Hugh Keefe, attorney for the town of East Haven, said that he plans to file a motion to set aside the verdict. Keefe said there was not enough evidence provided by the plaintiff to justify the decision.

East Haven Mayor Joseph Maturo, Jr. did not respond to a request for comment Wednesday.

Although the initial complaint in this case names Strand among the defendants, the town of East Haven was the only defendant named at trial.

According to the complaint, Strand responded to the parking lot of McDonald's at 687 Main St. in East Haven on Nov. 4, 2006, on a report of a dispute inside a cargo van in the lot. Strand determined that the operator of the van, Vladimir Trnka, was "highly agitated and unlicensed," the complaint states.
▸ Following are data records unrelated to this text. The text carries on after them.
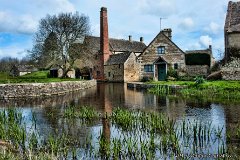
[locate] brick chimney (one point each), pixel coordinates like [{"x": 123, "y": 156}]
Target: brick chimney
[
  {"x": 168, "y": 32},
  {"x": 104, "y": 41}
]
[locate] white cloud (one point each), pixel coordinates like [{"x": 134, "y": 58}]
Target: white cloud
[
  {"x": 26, "y": 20},
  {"x": 158, "y": 7},
  {"x": 186, "y": 23},
  {"x": 54, "y": 6},
  {"x": 10, "y": 23},
  {"x": 205, "y": 41},
  {"x": 214, "y": 28},
  {"x": 13, "y": 51}
]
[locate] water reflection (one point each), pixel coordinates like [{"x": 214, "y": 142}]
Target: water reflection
[{"x": 104, "y": 97}]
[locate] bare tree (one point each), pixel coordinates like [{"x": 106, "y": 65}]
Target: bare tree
[
  {"x": 55, "y": 39},
  {"x": 6, "y": 63}
]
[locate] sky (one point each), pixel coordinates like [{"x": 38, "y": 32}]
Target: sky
[{"x": 195, "y": 24}]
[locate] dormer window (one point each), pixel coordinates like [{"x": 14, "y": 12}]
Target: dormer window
[{"x": 161, "y": 50}]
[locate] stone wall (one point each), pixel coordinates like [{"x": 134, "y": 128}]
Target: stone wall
[
  {"x": 114, "y": 72},
  {"x": 197, "y": 70},
  {"x": 42, "y": 89},
  {"x": 131, "y": 69},
  {"x": 173, "y": 54}
]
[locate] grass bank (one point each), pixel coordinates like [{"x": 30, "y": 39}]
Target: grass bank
[
  {"x": 211, "y": 90},
  {"x": 140, "y": 135},
  {"x": 35, "y": 77}
]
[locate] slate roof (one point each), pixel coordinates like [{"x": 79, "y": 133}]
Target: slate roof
[
  {"x": 25, "y": 68},
  {"x": 232, "y": 22},
  {"x": 118, "y": 45},
  {"x": 205, "y": 51},
  {"x": 118, "y": 58}
]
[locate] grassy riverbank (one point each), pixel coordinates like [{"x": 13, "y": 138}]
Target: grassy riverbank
[
  {"x": 216, "y": 90},
  {"x": 141, "y": 135},
  {"x": 35, "y": 77}
]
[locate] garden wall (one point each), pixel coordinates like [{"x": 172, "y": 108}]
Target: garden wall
[
  {"x": 42, "y": 89},
  {"x": 197, "y": 70}
]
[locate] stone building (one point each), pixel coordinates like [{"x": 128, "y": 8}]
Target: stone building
[
  {"x": 122, "y": 67},
  {"x": 161, "y": 55},
  {"x": 231, "y": 68},
  {"x": 111, "y": 57},
  {"x": 199, "y": 62},
  {"x": 232, "y": 29}
]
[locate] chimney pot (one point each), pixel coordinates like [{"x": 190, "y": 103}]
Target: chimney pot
[
  {"x": 103, "y": 9},
  {"x": 130, "y": 38},
  {"x": 168, "y": 32}
]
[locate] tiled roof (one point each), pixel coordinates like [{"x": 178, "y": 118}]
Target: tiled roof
[
  {"x": 117, "y": 45},
  {"x": 232, "y": 22},
  {"x": 25, "y": 68},
  {"x": 126, "y": 45},
  {"x": 118, "y": 58},
  {"x": 205, "y": 51}
]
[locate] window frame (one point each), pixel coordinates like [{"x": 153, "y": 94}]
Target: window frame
[
  {"x": 148, "y": 68},
  {"x": 161, "y": 50}
]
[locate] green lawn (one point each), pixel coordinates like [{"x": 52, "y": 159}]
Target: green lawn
[
  {"x": 225, "y": 85},
  {"x": 211, "y": 90},
  {"x": 35, "y": 77}
]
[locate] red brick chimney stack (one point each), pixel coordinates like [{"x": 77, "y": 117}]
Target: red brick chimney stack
[{"x": 104, "y": 41}]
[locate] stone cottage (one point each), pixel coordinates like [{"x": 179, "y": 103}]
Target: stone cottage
[
  {"x": 231, "y": 68},
  {"x": 122, "y": 67},
  {"x": 161, "y": 55},
  {"x": 199, "y": 62},
  {"x": 111, "y": 57}
]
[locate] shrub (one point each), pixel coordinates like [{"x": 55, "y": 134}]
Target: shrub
[
  {"x": 199, "y": 80},
  {"x": 146, "y": 79},
  {"x": 172, "y": 73}
]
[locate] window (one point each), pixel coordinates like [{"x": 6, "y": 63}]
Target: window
[
  {"x": 161, "y": 50},
  {"x": 175, "y": 66},
  {"x": 98, "y": 73},
  {"x": 148, "y": 68}
]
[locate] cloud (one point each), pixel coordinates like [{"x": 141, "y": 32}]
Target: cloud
[
  {"x": 213, "y": 28},
  {"x": 205, "y": 41},
  {"x": 13, "y": 51},
  {"x": 10, "y": 23},
  {"x": 186, "y": 23},
  {"x": 55, "y": 6},
  {"x": 25, "y": 19},
  {"x": 158, "y": 7}
]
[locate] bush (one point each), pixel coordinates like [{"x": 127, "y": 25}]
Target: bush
[
  {"x": 186, "y": 78},
  {"x": 172, "y": 73},
  {"x": 146, "y": 79},
  {"x": 199, "y": 80}
]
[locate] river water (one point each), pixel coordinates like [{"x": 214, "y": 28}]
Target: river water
[{"x": 106, "y": 96}]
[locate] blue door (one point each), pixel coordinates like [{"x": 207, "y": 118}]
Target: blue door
[{"x": 162, "y": 72}]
The vehicle's license plates belonged to another vehicle, and Trnka was not carrying insurance, according to the complaint.

Strand asked Trnka to park the van and drove Trnka to his home a few miles away but did not confiscate the keys to the vehicle or ensure that it was impounded, according to the complaint.
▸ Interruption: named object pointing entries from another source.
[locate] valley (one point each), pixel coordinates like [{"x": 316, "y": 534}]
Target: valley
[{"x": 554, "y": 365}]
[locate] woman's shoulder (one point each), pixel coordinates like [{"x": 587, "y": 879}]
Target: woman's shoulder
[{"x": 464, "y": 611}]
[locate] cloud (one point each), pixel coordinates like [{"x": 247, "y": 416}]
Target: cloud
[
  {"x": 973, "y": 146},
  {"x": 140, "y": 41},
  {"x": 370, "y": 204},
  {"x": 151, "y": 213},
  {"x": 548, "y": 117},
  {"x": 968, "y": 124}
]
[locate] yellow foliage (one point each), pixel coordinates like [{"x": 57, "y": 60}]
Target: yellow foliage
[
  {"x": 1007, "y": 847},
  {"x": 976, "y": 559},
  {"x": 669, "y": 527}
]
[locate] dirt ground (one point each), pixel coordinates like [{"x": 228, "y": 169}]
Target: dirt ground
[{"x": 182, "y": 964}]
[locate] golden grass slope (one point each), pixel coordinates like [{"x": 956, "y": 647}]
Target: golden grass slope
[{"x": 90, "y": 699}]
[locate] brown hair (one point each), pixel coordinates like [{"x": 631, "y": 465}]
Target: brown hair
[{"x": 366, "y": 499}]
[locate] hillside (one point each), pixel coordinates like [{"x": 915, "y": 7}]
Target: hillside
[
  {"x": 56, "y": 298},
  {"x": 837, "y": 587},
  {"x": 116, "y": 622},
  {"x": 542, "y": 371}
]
Trnka then went back to the McDonald's parking lot, picked up the van and continued driving. He then struck Ventura, who was attempting to enter his own vehicle on Townsend Avenue, the complaint states.
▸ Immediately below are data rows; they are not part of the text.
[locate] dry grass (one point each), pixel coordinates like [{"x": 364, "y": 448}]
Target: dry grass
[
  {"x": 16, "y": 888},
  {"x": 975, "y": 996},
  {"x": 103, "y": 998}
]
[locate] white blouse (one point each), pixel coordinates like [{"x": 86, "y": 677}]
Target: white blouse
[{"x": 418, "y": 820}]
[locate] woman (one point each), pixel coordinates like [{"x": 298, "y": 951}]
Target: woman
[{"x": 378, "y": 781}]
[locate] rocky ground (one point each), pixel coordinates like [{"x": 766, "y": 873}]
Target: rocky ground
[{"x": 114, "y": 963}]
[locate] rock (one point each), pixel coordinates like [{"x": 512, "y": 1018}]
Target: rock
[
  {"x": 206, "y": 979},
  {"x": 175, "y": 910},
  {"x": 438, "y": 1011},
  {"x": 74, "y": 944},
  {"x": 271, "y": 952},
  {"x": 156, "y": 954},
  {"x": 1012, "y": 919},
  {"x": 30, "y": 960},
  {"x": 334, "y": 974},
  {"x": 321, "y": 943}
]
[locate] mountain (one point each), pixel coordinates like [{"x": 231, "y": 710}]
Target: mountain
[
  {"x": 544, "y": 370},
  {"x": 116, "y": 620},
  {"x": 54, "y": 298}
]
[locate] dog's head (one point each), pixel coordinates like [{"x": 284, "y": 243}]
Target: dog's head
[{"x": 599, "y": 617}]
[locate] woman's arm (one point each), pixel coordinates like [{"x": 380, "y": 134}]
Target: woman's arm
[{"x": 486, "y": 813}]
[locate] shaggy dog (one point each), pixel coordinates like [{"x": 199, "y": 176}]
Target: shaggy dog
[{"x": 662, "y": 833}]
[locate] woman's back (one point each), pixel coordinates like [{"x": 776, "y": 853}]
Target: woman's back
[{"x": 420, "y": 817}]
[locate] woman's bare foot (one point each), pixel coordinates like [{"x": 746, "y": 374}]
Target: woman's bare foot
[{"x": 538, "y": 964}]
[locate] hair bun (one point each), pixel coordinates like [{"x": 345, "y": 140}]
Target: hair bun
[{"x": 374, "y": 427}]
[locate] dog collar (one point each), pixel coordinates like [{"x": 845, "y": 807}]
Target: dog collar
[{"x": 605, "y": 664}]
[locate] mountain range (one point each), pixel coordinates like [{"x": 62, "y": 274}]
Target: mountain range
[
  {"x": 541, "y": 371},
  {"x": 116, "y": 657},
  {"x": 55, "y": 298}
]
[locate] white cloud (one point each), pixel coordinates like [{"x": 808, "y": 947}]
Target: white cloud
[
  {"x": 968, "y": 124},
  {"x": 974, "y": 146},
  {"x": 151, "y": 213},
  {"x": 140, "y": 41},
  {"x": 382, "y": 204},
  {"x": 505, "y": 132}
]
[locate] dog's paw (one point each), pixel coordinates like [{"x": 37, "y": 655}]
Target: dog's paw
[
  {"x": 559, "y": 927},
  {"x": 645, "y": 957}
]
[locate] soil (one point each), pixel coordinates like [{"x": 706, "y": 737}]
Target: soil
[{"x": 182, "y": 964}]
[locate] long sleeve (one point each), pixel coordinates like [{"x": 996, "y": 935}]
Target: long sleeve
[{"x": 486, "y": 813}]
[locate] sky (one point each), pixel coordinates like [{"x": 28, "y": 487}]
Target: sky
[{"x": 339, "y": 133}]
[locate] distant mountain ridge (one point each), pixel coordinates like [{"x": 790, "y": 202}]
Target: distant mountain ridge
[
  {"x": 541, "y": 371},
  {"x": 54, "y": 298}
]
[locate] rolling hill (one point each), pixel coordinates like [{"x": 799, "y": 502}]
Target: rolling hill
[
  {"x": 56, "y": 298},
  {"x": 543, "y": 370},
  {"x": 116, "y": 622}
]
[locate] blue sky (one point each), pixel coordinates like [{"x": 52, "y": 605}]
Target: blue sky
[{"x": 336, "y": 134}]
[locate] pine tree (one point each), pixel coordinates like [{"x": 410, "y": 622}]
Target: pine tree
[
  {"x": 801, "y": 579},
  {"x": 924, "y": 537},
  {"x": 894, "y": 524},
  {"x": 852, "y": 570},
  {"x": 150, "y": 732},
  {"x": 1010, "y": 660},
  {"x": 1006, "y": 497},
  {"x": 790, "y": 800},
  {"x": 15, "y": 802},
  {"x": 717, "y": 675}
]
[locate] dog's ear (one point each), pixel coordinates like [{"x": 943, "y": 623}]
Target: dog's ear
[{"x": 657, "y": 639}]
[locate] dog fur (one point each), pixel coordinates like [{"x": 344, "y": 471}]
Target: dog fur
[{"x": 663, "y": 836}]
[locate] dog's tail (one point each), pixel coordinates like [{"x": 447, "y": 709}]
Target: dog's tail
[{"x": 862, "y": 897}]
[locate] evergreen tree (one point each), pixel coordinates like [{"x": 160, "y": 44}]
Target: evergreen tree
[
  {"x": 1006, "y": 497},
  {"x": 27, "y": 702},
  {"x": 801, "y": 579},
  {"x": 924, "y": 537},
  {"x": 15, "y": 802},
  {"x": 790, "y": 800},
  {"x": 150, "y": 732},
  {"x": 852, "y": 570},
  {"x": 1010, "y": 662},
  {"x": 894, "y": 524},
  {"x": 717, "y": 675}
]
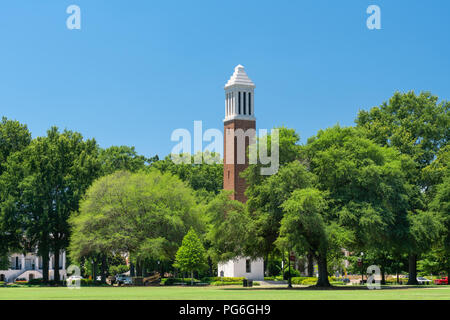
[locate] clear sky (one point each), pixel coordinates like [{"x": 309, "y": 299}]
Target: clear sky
[{"x": 137, "y": 70}]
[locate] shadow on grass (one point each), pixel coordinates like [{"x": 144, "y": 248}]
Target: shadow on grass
[{"x": 332, "y": 288}]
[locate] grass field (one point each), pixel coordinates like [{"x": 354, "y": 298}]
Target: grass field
[{"x": 221, "y": 293}]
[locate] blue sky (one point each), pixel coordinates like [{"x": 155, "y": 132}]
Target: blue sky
[{"x": 137, "y": 70}]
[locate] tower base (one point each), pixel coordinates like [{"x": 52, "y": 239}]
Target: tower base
[{"x": 242, "y": 267}]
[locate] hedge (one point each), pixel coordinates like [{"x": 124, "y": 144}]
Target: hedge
[
  {"x": 173, "y": 281},
  {"x": 231, "y": 283}
]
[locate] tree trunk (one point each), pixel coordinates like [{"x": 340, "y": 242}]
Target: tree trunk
[
  {"x": 94, "y": 269},
  {"x": 104, "y": 268},
  {"x": 412, "y": 270},
  {"x": 383, "y": 275},
  {"x": 45, "y": 263},
  {"x": 310, "y": 258},
  {"x": 56, "y": 267},
  {"x": 132, "y": 269},
  {"x": 323, "y": 271},
  {"x": 448, "y": 277}
]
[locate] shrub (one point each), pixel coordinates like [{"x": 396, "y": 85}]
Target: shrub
[
  {"x": 173, "y": 281},
  {"x": 294, "y": 273},
  {"x": 231, "y": 283},
  {"x": 224, "y": 279},
  {"x": 274, "y": 278},
  {"x": 305, "y": 281}
]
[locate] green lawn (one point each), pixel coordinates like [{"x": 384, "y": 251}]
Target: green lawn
[{"x": 222, "y": 293}]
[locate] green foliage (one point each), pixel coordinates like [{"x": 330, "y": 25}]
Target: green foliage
[
  {"x": 43, "y": 183},
  {"x": 305, "y": 281},
  {"x": 119, "y": 269},
  {"x": 191, "y": 255},
  {"x": 224, "y": 279},
  {"x": 294, "y": 273},
  {"x": 205, "y": 176},
  {"x": 230, "y": 283},
  {"x": 417, "y": 125},
  {"x": 145, "y": 214},
  {"x": 14, "y": 137},
  {"x": 117, "y": 158},
  {"x": 175, "y": 281}
]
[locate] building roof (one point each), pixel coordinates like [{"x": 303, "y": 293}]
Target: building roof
[{"x": 239, "y": 77}]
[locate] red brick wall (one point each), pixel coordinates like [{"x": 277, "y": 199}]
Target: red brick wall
[{"x": 231, "y": 178}]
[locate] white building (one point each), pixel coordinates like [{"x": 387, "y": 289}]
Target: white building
[
  {"x": 29, "y": 266},
  {"x": 242, "y": 267}
]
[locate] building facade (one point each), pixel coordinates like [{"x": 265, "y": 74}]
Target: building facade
[
  {"x": 239, "y": 132},
  {"x": 29, "y": 266}
]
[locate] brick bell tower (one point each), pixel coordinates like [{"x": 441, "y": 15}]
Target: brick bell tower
[
  {"x": 239, "y": 130},
  {"x": 239, "y": 114}
]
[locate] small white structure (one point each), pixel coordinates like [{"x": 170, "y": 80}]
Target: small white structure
[
  {"x": 242, "y": 267},
  {"x": 29, "y": 266}
]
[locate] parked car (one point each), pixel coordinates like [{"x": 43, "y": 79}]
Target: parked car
[
  {"x": 444, "y": 280},
  {"x": 422, "y": 280},
  {"x": 123, "y": 279}
]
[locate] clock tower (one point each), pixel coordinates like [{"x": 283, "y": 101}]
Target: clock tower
[{"x": 239, "y": 132}]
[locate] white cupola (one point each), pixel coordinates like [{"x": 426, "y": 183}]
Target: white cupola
[{"x": 239, "y": 96}]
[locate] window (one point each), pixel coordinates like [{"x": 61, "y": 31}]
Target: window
[
  {"x": 248, "y": 266},
  {"x": 239, "y": 102}
]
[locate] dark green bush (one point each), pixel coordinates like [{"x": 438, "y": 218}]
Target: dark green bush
[
  {"x": 306, "y": 281},
  {"x": 294, "y": 273},
  {"x": 172, "y": 281},
  {"x": 222, "y": 279}
]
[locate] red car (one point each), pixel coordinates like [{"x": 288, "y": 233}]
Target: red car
[{"x": 444, "y": 280}]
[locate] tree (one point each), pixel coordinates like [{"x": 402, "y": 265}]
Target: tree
[
  {"x": 266, "y": 193},
  {"x": 366, "y": 184},
  {"x": 144, "y": 214},
  {"x": 206, "y": 176},
  {"x": 306, "y": 226},
  {"x": 118, "y": 158},
  {"x": 43, "y": 184},
  {"x": 265, "y": 200},
  {"x": 441, "y": 206},
  {"x": 418, "y": 126},
  {"x": 191, "y": 256},
  {"x": 14, "y": 137}
]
Court records indicate that Trnka was arrested the day after the accident. He was found guilty of evading responsibility and third-degree assault in January 2008, after pleading no contest, and sentenced to 10 years in prison, suspended after 23 months.

Trnka was never convicted of operating under the influence, but Ventura's lawyers claim that he was intoxicated at the time of the accident.

Ventura's lawyers also claim that 911 tapes showing the close relationship between Trnka and the East Haven police officers were suppressed by the town and its attorneys prior to being obtained by the plaintiff during the trial, which lasted a week and a half.

Keefe said the dispatch tapes were submitted into evidence at the trial with everything else.

This is not the first complaint brought against Strand, according to court records. In May 2012, a Superior Court jury returned a $25,000 verdict against him in a lawsuit brought by a man claiming that Strand and other officers brutally beat him after his arrest, violating his Fourth Amendment rights.